Ses yeux se dirigèrent alors vers Blondie, qui se retenait de hurler.

- Pia connait déjà une bonne partie du texte de Juliette, et, au vu de ses facilités, ne devrait pas avoir grand mal à travailler l'image de son personnage. Mais il est évident que vous, vous devez tout apprendre. Voilà pourquoi nous voulons vous l'assigner en tant que professeure particulière.

Louis avait écouté l'enseignante sans broncher, mais à ses derniers mots, il se sentit étouffé.

- Quoi ? s'exclama-t-il.

- Ne t'inquiète pas, ça ne m'emballe pas non plus, ne put s'empêcher l'arrogante.

- Bien sûr que si ! s'écria Madame Hatmon en plongeant son regard sévère dans celui, peu à peu docile, de la lycéenne.

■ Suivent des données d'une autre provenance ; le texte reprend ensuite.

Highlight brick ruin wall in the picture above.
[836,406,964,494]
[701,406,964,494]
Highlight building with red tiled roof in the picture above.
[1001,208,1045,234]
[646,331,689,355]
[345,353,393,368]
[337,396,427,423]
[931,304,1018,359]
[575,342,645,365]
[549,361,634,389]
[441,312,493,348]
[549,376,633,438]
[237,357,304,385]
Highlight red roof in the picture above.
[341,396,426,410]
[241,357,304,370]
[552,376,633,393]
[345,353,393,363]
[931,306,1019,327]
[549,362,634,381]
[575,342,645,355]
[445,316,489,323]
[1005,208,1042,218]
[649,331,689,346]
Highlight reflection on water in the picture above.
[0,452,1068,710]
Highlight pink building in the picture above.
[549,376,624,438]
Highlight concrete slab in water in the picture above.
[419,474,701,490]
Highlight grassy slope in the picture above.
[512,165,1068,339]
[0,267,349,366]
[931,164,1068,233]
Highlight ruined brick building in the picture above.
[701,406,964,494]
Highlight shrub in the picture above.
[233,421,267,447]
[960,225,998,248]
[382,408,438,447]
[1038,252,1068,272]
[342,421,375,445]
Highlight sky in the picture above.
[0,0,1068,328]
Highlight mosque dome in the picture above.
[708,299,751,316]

Et vous ferez un excellent travail ensemble, j'en suis sûre. C'est aussi ça, le théâtre. Apprendre à jouer avec ses coéquipiers, même s'il n'y a aucune affinité entre les acteurs. Une pièce n'est bonne que si le jeu est harmonieux. Il n'y a pas de chef-d'œuvre théâtral si les artistes ne se vouent pas une confiance absolue.

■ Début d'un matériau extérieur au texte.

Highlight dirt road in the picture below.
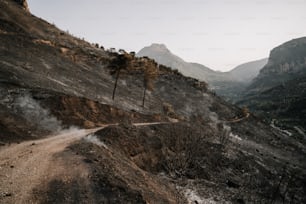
[0,122,170,204]
[0,128,101,203]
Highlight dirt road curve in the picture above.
[0,128,101,203]
[0,122,169,204]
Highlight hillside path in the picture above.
[0,122,164,204]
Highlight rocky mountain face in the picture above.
[0,0,306,204]
[15,0,30,12]
[137,44,267,101]
[137,44,218,82]
[238,37,306,132]
[248,37,306,92]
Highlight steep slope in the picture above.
[227,58,268,83]
[238,37,306,131]
[137,43,217,82]
[0,0,306,203]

- Je ne serai même pas sur scène, râla Pia.

- Et c'est pour ça qu'on vous a proposé ce travail, implosa l'éducatrice. Parce que vous êtes incapable de penser aux autres plutôt qu'à vous. Vous ne réfléchissez pas en terme d'unité, ne vous demandez pas pourquoi telle ou telle personne a été choisie pour incarner tel ou tel personnage, et ne reconnaissez pas que quelqu'un peut être meilleur que vous pour le rôle pour lequel vous ambitionniez. Vous êtes douée, mais vous travaillez pour vos propres intérêts, ce qui ne concorde pas avec la définition même du théâtre. Si Louis doit améliorer sa gestuelle et sa langue dans ce domaine, vous, vous devez gagner en sagesse, en maturité et en humilité. Des qualités qui vous serviront tous les jours de votre vie.

Les autres professeurs n'ajoutèrent rien. Madame Hatmon n'y était pas allez de main morte. Pia tremblait. Elle renifla et essuya ses yeux larmoyants, profondément humiliée. Le rouquin sentit les premières crampes dans son dos et s'agita sur sa chaise, mal à l'aise, compatissant presque pour Blondie.

- Hmm... Je veux bien le faire. Enfin, si ça te dit toujours, dit-il en prenant sur lui.

Il n'en fallut pas plus pour que la jeune fille explose en sanglots, donnant l'envie à Louis de prendre ses jambes à son cou. Quand elle se fut calmée, tout le monde était gêné. Elle considéra tour à tour l'adolescent et les enseignants, puis acquiesça tristement en fixant le sol.

- Bien, relança Madame Hatmon d'une voix plus aimable. Je vous laisse convenir du lieu de vos réunions. Il faudra que cela soit hebdomadaire et régulier pour que votre rythme de vie n'en soit pas perturbé et que Louis apprenne rapidement tout ce qu'il doit savoir. Pia, vous pouvez bien sûr nous consulter à tout moment, poursuivit-elle en désignant poliment ses collègues. Si vous avez des incertitudes, que vous hésitez sur la manière d'aborder un sujet, n'hésitez pas à requérir notre aide.

Blondie acquiesça encore, le regard vide, toujours perdu au sol.

Puis on se leva - en silence - pour se rediriger vers le théâtre.

La pause avait été plus longue que prévu.